Die Jury und der Wissenschaftsrat der Brüsseler Fondation Auschwitz haben entschieden, den „Preis der Fondation Auschwitz 2003-2004“ an den Tübinger Autor Hans-Joachim Lang zu verleihen und damit seine Arbeit „Die Namen der Nummern. Wie es gelang, die 86 Opfer eines NS-Verbrechens zu identifizieren“ (Hoffmann und Campe) auszuzeichnen.

Die Verleihung des mit 2.500 Euro dotierten Preises findet am Dienstag, 14. Dezember um 18.00 im Rathaus von Brüssel (Salle Gothique) statt.

Mehr als fünf Jahre recherchierte Lang das Schicksal der im Auftrag der SS-Wissenschafts-organisation „Ahnenerbe“ ausgewählten und im KZ Natzweiler (Elsass) getöteten Juden.

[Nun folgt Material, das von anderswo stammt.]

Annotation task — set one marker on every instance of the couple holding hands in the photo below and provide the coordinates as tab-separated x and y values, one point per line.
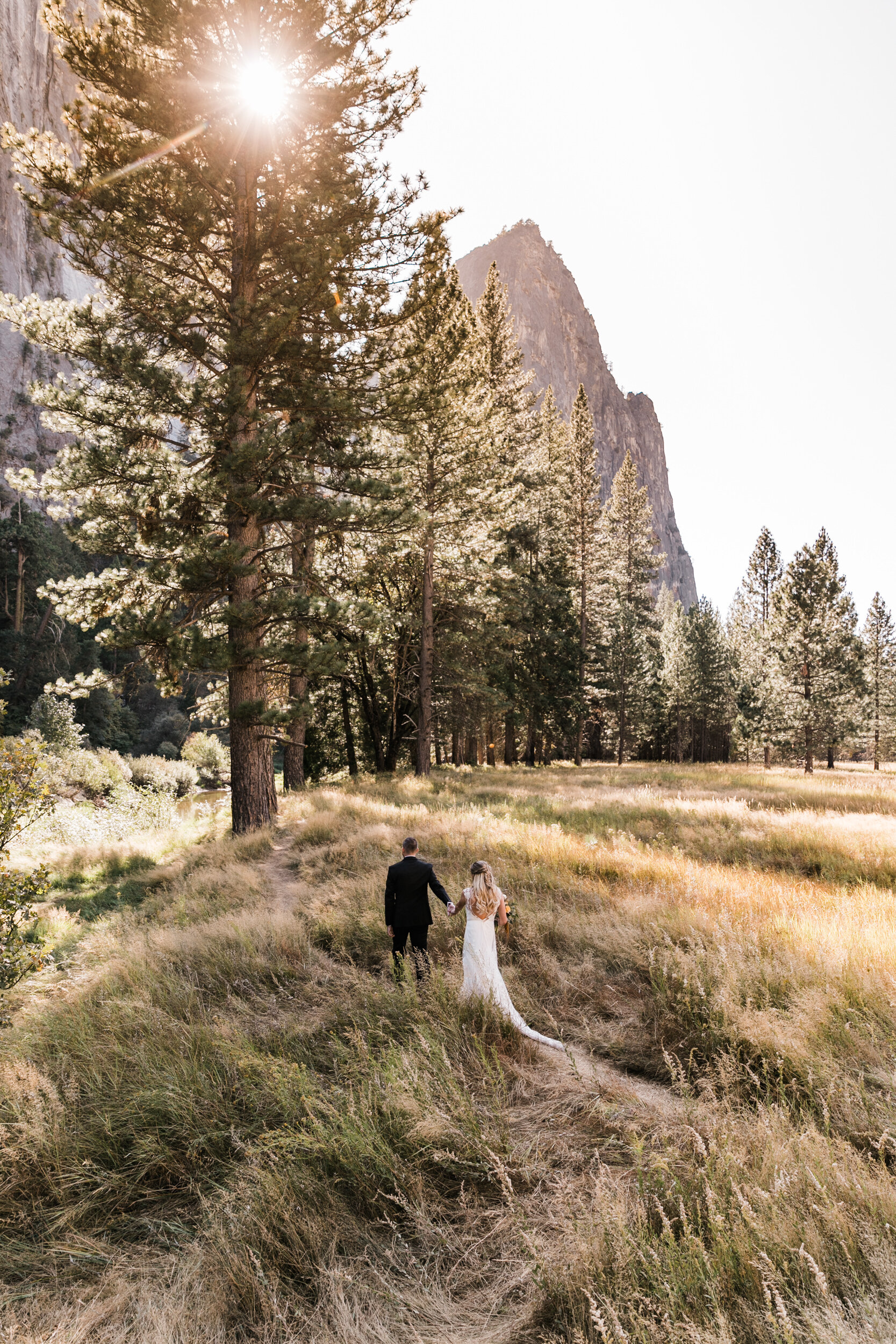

Die Skelette der Opfer sollten im Anatomischen Institut der „Reichsuniversität Straßburg“ ausgestellt werden und in künftigen „judenfreien“ Zeiten Forschungszwecken dienen.

Nach umfangreichen Recherchen hatte Lang den Ablauf des Verbrechens rekonstruiert und alle 86 Ermordeten identifiziert und ihre Herkunft ergründet. Wie Lang herausfand, stammten sie aus acht europäischen Ländern, nämlich aus Norwegen, Polen, Griechenland, Österreich, Frankreich, Belgien, Niederlande und Deutschland. In vielen Fällen konnte er sogar Angehörige ausfindig machen und sie befragen.